Why is that? People are often busy and time is short. Maybe the group has not worked together before, and brainstorming isn’t frequently practiced. People tend to jump immediately into a tactical mindset, focusing on ideas that are logical, practical and easy to realize rather than creative. Another impediment is people who believe they cannot be creative. Brainstorming moderators know all too well about these ubiquitous challenges. In such circumstances, a group warm-up can perk up the group and help jumpstart it with creative energy.
2 Warm-Up Exercises Before Brainstorming
We’d like to share two activities with you that could serve as both warm-ups and icebreaker activities. The first one is called, “The Martians Have Landed” and the second is known as, “30 Circles”. They may sound playful or even childish, but they are designed to activate people’s brains and make them more aware of their own creative thinking abilities.

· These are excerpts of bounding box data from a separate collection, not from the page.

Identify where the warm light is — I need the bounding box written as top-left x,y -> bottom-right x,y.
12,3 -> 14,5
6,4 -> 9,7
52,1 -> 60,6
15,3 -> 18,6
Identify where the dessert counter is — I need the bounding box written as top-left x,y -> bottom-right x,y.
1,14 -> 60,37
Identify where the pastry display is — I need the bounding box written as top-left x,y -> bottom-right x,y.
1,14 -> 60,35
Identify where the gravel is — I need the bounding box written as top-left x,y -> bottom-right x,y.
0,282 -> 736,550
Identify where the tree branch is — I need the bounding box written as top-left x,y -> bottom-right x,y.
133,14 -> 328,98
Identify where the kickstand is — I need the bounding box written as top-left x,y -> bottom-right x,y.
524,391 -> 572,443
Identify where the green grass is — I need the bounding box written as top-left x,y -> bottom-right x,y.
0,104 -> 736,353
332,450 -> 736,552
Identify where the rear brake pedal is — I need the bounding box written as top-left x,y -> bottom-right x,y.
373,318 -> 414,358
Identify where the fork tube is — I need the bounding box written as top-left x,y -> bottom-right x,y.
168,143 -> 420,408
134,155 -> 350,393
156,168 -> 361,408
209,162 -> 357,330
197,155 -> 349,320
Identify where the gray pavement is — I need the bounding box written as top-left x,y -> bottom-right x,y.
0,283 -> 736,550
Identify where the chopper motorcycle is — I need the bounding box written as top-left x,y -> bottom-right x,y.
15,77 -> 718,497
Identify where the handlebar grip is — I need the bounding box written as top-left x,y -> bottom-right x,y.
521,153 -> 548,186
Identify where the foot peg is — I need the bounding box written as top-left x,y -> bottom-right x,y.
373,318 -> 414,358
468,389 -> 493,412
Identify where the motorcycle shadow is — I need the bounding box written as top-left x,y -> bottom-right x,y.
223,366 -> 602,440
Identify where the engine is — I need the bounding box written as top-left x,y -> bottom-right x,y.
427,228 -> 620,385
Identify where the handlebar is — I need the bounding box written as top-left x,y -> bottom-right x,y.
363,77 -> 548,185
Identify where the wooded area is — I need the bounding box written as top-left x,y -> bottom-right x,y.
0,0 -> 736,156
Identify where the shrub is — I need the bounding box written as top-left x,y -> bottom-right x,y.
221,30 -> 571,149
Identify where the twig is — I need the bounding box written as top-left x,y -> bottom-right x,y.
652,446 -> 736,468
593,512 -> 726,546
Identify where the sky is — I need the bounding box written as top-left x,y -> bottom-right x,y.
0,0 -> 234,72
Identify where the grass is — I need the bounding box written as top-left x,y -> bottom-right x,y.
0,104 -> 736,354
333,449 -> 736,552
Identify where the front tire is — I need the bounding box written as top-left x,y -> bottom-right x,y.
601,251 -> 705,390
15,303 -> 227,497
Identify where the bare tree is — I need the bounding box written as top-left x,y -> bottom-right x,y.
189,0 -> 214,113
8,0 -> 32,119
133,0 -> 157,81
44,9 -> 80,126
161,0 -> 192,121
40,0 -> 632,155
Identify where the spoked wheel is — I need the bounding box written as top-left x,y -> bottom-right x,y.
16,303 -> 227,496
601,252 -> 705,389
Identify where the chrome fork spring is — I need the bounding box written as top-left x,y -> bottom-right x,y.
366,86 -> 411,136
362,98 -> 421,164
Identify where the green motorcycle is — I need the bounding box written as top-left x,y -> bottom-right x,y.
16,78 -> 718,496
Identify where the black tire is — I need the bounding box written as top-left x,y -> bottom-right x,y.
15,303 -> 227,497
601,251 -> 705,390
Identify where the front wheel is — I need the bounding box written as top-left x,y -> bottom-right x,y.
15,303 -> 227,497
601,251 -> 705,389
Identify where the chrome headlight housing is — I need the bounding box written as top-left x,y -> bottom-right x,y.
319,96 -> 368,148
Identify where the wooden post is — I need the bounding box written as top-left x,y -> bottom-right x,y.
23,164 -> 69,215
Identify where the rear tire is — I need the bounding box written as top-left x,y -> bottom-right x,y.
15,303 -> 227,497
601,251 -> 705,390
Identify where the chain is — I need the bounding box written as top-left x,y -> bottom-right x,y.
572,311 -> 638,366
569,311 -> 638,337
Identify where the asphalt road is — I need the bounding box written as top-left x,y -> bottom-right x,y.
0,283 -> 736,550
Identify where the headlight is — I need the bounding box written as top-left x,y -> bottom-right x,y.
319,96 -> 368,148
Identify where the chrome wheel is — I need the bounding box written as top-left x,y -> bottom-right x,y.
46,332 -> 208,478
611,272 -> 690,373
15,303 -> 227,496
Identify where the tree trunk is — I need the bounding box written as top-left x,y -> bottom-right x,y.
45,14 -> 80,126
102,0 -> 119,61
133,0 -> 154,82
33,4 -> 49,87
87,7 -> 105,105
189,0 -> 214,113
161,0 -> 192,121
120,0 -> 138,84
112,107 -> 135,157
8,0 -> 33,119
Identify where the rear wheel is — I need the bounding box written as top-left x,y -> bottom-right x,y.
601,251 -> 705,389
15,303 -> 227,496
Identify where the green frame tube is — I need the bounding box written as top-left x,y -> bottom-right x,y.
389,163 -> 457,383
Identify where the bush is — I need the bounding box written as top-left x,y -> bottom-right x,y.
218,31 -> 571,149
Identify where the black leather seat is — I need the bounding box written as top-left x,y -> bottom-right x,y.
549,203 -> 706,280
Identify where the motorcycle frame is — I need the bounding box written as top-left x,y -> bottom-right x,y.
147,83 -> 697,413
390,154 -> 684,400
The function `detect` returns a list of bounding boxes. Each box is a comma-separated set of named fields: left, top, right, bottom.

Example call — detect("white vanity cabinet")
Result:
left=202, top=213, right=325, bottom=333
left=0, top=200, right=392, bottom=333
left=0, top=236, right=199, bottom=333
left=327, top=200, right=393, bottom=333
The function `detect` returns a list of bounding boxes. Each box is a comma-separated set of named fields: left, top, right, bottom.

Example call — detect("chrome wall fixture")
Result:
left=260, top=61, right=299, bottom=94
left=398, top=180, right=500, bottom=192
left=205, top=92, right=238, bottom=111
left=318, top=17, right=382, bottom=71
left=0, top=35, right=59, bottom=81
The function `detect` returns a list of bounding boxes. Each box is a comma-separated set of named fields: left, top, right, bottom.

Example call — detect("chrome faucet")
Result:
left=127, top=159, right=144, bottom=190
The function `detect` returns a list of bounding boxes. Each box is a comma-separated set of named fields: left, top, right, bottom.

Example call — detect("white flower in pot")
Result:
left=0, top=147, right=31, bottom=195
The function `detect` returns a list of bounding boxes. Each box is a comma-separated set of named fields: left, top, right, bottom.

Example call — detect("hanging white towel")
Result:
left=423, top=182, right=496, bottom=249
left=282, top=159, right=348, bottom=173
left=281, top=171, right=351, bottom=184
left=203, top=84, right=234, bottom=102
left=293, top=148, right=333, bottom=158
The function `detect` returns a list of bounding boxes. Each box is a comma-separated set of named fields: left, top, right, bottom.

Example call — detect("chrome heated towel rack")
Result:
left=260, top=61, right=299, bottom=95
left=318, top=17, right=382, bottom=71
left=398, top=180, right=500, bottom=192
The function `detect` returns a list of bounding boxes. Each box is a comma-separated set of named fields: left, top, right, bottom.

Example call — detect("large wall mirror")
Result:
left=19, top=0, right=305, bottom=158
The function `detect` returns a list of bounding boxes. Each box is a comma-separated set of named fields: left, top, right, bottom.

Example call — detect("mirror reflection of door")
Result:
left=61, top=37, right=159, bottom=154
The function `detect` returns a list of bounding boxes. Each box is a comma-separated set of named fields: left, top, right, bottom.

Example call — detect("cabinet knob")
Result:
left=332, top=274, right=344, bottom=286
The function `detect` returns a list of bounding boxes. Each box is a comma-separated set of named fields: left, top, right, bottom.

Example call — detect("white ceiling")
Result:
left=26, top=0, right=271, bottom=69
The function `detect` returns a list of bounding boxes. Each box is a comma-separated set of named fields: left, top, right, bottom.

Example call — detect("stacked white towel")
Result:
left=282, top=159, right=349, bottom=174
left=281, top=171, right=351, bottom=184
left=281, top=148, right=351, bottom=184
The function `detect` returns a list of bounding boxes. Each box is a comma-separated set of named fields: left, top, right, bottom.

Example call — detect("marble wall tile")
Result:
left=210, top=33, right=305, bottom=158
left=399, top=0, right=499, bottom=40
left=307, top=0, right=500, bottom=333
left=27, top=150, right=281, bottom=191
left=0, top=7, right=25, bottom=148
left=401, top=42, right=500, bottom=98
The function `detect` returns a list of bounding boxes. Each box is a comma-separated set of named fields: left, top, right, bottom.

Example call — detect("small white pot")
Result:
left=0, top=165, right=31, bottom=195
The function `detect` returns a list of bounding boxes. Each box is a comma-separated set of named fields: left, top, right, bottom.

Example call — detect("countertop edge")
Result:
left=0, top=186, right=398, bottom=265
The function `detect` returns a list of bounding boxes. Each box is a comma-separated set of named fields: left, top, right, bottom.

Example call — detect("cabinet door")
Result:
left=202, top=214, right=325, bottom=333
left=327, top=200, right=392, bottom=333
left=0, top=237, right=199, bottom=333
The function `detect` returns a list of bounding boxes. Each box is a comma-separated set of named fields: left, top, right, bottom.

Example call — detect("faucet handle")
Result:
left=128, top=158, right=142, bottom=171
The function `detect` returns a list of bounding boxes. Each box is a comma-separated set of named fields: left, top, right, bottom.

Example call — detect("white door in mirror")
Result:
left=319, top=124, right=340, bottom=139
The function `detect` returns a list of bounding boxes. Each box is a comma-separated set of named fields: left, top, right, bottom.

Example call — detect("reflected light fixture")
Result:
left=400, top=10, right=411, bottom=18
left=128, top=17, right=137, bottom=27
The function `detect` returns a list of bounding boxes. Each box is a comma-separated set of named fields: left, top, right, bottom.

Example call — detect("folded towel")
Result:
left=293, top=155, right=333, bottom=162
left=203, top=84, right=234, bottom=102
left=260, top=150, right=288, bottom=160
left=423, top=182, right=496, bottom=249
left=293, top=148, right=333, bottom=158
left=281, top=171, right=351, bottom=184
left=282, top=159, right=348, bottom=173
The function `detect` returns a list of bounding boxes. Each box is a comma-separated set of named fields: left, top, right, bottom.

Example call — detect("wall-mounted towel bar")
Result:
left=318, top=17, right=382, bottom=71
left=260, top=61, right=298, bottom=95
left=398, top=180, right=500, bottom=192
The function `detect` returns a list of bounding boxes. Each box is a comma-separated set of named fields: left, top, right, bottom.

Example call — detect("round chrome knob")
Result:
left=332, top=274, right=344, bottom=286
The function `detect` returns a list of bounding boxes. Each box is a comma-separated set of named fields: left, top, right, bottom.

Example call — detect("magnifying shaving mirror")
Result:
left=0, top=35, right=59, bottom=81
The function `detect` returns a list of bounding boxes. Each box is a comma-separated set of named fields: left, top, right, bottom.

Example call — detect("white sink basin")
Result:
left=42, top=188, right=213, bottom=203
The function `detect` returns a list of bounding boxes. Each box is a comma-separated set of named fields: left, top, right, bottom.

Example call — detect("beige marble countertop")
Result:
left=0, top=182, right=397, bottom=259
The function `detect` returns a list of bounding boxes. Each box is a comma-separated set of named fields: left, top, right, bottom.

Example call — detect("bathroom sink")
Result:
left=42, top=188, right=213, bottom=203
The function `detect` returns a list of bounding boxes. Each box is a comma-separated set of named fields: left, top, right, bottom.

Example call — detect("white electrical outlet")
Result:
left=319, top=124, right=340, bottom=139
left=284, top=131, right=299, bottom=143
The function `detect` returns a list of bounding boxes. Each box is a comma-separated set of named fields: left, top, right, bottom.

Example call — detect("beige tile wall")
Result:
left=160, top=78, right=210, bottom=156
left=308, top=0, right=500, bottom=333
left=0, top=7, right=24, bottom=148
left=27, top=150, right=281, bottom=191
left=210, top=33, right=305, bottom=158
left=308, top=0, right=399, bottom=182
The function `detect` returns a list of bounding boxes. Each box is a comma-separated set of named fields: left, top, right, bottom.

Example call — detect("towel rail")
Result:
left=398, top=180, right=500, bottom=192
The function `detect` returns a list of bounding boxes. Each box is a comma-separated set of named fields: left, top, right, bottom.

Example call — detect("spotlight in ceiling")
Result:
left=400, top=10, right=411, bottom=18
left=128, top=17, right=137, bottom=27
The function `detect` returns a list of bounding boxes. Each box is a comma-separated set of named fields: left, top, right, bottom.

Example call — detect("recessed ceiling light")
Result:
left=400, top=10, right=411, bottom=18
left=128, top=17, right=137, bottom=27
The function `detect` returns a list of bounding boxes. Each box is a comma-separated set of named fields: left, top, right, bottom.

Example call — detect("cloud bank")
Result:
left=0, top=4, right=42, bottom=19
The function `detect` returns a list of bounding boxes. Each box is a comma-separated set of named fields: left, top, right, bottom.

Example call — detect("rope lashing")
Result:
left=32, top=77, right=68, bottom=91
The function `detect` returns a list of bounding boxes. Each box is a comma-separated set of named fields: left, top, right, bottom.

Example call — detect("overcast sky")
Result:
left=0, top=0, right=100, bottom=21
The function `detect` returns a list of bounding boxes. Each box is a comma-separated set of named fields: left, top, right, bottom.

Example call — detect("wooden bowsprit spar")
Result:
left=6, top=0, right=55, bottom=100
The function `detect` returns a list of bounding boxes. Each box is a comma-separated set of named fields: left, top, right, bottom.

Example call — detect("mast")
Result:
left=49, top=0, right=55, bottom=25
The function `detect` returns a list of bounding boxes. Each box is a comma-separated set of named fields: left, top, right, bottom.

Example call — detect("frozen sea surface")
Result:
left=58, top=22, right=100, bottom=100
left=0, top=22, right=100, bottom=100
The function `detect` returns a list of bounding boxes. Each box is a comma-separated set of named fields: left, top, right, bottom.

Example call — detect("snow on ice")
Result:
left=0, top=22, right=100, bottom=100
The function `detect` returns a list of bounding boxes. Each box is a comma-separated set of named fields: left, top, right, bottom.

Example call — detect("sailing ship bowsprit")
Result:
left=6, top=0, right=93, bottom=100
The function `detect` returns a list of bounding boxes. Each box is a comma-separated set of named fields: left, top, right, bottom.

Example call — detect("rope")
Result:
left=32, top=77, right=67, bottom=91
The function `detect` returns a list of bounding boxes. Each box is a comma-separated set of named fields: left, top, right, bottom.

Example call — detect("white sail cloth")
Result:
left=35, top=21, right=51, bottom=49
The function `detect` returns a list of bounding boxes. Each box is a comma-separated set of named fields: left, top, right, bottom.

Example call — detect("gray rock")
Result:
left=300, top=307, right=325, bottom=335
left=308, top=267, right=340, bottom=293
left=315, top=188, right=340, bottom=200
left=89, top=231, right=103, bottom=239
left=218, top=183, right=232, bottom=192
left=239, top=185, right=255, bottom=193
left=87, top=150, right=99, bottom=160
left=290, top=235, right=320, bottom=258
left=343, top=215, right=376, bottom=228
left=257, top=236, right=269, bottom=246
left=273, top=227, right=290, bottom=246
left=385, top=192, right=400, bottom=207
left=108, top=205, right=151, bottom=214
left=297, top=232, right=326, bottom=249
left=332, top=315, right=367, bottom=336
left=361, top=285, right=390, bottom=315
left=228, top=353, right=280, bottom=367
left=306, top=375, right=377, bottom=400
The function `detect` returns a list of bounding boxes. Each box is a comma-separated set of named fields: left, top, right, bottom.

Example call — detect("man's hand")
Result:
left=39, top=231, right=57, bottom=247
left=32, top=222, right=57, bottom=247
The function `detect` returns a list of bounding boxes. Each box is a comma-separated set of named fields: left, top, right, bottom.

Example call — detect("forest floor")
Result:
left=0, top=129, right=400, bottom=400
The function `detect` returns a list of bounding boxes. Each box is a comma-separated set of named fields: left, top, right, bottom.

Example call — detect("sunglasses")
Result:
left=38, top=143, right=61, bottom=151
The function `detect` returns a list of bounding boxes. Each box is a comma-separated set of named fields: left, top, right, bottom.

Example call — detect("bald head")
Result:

1. The Martians Have Landed
Imagine the following situation: A group of Martians has just landed on your company’s parking lot. It is your responsibility to welcome them to your company. The only drawback is that they do not speak or understand any Earth languages, only graphic symbols. However, they are curious about you and your company. Here is what your group has to do:
- Each attendee should prepare a short speech consisting of graphic symbols to welcome the Martians (e.g. on a DIN A4 or a flip chart paper).
- Post all speeches on the wall and have everyone review them.
- Choose the single best speech that should be presented to the Martians (e.g. through Dot Voting).
2. 30 Circles
This creativity exercise was developed by Bob McKim and it was more recently popularized by Tim Brown’s 2008 TEDTalk: Tales of creativity and play. The materials you need for it are simple: each attendee needs a writing utensil and a piece of paper with 30 circles and 3 minutes of time.
- Within the given time, the attendees should transform each circle on the paper into something recognizable like a volleyball, bicycle wheels or a planet. Sketches are preferred to trying to compete with Monet. It is okay to draw outside the lines. The goal is to transform as many circles as possible.
- Afterwards, ask who was able to transform 5, 10, 15, 20 or more circles into a drawing. Usually, people tend to edit and think too long on each circle. Kids are far more spontaneous in drawing. Creative people will not only fill the different circles with drawings but also will include all of the circles, “playing“ with them, often even connecting them to create one picture.
Connecting thoughts in an original way is indeed the key to creativity. These warm-ups will get you thinking creatively – without hesitation or any self-doubts – so that you and your team are ready to come up with fresh, ingenious ideas.